Sleep Apnea: More Common Than You Think
About a serious yet common disease and its causes, symptoms, and treatment.
Are you tired during the day? Do you wake up with a headache in the mornings, ever? Do your hands and feet seem to fall asleep more than most people’s do? Are you famous in your home for your snoring? Do you have heart palpitations, or a condition called “atrial fibrillation”?
If you answered affirmatively to any of those, you could have sleep apnea. Sleep apnea is a condition in which a person stops breathing when they sleep. It happens because the tissues in the throat sag when one relaxes. If you are overweight, then you are many times more likely to have sleep apnea, although thin people can have it too. Typically, apneics start out as snorers. Over time, their snoring gets louder and louder, then, they begin to have pauses in their breathing. THese may last a few seconds in the beginning, and as the disease progresses, they can last well over a minute or more! Worse than that, it happens over and over again all night long. In reality, the person never actually gets any restful sleep. As the brain and body relax, if the airway sags closed, then your brain wakes you up – but only just enough to cough and reposition before nodding back off. Unfortunately, these interruptions prevent you from ever getting into the deeper, restful and restorative sleep patterns that we all require in each 24 hour period.
This causes a number of problems, as you might imagine. The most prevalent is tiredness. Sleep apnea is believed to be one of the major contributors to motor vehicle accidents, and on-the-job injuries. Countless deaths are probably due to sleep apnea. People doze off uncontrollably, and when they are awake, their thought processes are made fuzzy because of the well-known effects of sleep deprivation.
Our bodies actually have a number of housekeeping functions that are only accomplished during sleep. Memory is laid down then, and new learning is integrated and categorized in the synapses of the brain during that time. Also, our endocrine, or hormonal, system runs its checks and balances and produces vital quantities of hormones and other chemicals during sleep. One of these is cortisol, which is our natural arthritis drug.
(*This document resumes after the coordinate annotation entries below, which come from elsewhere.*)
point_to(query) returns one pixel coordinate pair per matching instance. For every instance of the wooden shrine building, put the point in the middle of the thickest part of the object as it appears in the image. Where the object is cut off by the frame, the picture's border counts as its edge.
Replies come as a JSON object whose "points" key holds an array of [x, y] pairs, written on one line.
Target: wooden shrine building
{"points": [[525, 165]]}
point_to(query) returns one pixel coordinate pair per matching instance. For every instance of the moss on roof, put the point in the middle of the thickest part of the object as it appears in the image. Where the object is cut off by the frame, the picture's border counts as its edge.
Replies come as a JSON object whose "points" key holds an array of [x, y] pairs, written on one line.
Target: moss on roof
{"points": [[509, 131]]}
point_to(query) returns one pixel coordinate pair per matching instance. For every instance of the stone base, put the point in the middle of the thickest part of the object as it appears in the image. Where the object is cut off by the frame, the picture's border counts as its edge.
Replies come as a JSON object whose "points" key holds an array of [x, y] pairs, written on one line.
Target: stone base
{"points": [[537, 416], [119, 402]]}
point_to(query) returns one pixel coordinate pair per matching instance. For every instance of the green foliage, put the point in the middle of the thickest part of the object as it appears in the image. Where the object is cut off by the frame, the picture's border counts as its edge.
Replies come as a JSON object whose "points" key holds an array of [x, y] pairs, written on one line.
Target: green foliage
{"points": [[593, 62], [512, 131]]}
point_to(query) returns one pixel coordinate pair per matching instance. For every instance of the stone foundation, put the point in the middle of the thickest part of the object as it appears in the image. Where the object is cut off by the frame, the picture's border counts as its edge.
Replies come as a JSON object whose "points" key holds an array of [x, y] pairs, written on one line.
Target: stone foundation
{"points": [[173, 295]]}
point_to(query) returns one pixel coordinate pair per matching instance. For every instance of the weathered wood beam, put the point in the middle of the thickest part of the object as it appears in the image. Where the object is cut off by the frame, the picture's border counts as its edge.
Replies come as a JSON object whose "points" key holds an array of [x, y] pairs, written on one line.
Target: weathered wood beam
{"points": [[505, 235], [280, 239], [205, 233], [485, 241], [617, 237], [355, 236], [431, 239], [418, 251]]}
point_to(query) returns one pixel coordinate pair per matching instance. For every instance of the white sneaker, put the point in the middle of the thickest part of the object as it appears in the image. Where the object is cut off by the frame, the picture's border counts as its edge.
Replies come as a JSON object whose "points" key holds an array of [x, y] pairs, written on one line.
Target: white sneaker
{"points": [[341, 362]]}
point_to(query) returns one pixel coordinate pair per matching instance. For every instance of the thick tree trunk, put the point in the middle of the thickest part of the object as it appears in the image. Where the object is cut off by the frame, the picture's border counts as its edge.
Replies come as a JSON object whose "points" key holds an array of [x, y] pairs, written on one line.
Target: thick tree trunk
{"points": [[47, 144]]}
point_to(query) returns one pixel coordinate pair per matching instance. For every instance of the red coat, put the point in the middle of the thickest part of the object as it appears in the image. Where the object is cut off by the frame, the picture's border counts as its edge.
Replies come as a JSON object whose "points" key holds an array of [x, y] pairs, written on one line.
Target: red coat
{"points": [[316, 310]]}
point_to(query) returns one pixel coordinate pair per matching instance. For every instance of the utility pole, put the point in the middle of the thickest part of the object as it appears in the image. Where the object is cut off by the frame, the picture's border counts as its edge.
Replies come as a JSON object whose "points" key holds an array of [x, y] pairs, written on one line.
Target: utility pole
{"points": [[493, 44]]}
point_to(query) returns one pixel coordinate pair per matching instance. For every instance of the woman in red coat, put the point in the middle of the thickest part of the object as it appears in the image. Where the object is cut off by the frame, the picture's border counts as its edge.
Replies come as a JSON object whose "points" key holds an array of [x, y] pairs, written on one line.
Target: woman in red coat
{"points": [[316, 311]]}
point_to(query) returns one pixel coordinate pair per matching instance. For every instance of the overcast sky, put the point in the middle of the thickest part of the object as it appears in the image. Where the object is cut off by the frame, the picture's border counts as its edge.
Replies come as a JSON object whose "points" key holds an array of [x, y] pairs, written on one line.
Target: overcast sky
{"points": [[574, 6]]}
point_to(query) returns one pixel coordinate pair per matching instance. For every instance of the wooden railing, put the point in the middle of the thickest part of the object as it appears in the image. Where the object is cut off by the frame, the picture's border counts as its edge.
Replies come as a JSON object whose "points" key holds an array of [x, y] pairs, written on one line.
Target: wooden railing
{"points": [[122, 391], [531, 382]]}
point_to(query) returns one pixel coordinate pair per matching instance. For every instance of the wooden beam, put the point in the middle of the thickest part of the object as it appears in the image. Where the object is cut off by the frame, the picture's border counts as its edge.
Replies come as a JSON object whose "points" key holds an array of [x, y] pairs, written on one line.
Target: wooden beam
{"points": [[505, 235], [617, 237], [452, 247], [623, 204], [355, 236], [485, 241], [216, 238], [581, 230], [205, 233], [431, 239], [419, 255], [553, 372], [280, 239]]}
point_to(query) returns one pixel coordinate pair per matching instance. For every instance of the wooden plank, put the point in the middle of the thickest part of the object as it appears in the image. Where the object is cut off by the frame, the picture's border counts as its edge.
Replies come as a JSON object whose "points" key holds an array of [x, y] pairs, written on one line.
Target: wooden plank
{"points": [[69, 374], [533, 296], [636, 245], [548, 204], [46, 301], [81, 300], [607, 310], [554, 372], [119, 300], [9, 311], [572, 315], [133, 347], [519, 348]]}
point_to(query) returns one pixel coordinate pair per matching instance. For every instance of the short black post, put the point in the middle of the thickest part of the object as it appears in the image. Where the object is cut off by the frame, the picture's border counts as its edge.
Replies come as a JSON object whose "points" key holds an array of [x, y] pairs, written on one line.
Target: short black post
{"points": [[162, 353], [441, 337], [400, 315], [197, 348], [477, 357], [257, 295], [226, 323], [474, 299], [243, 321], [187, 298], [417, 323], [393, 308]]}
As the person stops breathing repeatedly during sleep, the blood oxygen level drops, sometimes quite precipitously. This is dangerous in its own right, but more commonly it leads to secondary problems like heart and lung diseases. It takes all day to correct the low oxygen level from a night of apnea, but then the person sleeps again and it happens all over again. Consequently, untreated apneics never get their blood oxygen levels completely normalized. This can have profound effects on asthma, or emphysema patients. It can also cause permament damage to the heart tissue, especially the heart’s natural pacemakers. A great many patients with atrial fibrillation actually have an undiagnosed case of sleep apnea as well. Sleep apnea is a leading cause of elevated blood pressures (hypertension) as well.